Despite his earlier jokey comment, I could see he was annoyed about having to get up in the middle of night.
He lifted a glass to my lips after crushing the multicoloued contents of at least six capsules into it. I swallowed like a gurgling baby, plaintively smiling to assuage any further annoyance.
I wanted to get back to my dreams of mermaids with rocket salad.
***
Strange characters - Mr Superbus, Mr Bermuda, and others without names - sit around a communal lounge swallowing various tablets, comparing them, exchanging...

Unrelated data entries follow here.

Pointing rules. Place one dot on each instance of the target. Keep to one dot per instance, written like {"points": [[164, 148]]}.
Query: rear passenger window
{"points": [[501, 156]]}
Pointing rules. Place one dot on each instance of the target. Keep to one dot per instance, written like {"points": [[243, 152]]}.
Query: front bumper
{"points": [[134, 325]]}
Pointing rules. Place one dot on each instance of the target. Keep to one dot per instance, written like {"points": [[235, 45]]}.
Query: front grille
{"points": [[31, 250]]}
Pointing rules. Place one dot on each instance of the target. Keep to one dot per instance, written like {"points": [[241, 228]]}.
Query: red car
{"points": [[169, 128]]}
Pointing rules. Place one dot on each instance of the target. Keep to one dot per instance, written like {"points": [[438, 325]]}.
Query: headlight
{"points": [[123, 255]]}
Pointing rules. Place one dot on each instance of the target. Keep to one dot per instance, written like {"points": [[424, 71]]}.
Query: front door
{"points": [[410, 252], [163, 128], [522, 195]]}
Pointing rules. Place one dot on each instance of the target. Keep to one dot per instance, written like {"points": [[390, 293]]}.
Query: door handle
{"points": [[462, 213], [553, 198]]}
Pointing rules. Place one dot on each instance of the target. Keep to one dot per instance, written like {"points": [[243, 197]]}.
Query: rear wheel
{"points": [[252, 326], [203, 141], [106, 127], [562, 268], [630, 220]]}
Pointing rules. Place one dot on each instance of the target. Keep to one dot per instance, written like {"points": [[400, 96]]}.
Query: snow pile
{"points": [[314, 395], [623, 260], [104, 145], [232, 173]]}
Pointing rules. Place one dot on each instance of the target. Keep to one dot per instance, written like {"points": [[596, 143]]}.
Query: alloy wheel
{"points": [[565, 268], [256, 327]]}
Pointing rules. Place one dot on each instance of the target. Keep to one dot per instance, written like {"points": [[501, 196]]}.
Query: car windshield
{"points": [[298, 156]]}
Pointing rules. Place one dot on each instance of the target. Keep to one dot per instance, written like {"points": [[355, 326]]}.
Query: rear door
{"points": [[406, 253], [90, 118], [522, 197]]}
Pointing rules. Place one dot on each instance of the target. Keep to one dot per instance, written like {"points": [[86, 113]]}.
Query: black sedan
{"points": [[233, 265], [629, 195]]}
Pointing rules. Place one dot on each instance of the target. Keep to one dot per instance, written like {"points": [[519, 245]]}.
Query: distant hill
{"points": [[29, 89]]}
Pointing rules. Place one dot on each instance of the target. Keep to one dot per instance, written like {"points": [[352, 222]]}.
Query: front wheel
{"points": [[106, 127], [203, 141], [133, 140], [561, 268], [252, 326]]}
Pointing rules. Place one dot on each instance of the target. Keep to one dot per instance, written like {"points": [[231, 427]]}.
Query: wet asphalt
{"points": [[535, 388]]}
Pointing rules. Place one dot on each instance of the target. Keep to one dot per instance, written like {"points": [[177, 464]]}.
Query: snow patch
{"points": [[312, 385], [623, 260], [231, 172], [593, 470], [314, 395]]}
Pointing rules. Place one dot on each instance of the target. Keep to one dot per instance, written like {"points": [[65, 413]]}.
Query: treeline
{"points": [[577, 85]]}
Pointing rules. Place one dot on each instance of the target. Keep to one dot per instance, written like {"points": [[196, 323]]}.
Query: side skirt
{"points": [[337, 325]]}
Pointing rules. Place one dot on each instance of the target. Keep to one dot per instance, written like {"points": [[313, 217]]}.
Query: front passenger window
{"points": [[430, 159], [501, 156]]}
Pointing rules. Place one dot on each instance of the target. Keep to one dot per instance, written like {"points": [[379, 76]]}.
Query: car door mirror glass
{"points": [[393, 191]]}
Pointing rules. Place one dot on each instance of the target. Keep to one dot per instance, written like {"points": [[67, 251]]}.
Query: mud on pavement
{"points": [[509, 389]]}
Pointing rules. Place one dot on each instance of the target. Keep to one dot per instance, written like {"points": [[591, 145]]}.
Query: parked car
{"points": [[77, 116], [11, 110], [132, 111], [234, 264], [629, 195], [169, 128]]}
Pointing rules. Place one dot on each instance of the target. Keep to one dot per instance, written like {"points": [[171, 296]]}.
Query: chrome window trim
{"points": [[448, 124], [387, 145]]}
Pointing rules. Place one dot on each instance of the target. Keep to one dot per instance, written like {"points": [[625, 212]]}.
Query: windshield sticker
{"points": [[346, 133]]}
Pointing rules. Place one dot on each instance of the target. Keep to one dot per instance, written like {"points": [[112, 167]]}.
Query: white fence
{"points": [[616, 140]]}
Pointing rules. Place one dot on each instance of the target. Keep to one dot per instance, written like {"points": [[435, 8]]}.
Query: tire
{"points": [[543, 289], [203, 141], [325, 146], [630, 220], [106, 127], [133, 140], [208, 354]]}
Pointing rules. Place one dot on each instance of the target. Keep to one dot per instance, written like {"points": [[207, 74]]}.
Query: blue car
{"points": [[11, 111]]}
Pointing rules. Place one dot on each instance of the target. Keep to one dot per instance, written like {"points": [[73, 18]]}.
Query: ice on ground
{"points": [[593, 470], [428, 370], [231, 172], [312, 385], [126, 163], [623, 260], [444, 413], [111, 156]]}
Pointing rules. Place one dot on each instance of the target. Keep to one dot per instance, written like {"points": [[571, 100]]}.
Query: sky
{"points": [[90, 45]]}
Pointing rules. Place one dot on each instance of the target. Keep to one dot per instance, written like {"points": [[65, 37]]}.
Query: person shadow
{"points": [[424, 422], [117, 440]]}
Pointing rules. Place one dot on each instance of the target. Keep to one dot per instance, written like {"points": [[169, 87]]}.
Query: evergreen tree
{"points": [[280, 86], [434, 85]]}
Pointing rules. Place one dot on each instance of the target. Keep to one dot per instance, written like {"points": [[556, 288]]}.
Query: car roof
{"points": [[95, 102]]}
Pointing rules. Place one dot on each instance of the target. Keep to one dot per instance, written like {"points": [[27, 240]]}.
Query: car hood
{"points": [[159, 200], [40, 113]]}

The men in hoods haven’t been here for ages. They’ll be running out of tablets soon. Even Mr Moses is taking a low profile these days. It’s Thursday again. This is a nice day. Mr Superbus’s daughter usually visits on Thursdays. She always has a kiss for each of them. Dreams are quickly forgotten. One unnamed lounge-lizard hopes to be off medication altogether soon and then – who knows? – they may allow him out for walks on the cliff. He looks through the window and sees a figure looking down at the house of Mr Moses. Oh, to be like him. He looks even older. Sixty is no age at all. Some people start a new life at sixty. Never too late.
He simply needs a suppository or enema to get him fighting fit. One that can clear his whole system out, hoover out all life’s discards. Shoot him up with a motor-bike to the upper bowels.
He watches Messrs. Bermuda and Superbus look into their pill-boxes with consternation. And then he hears the gentle flip-flop of footsteps outside the lounge door.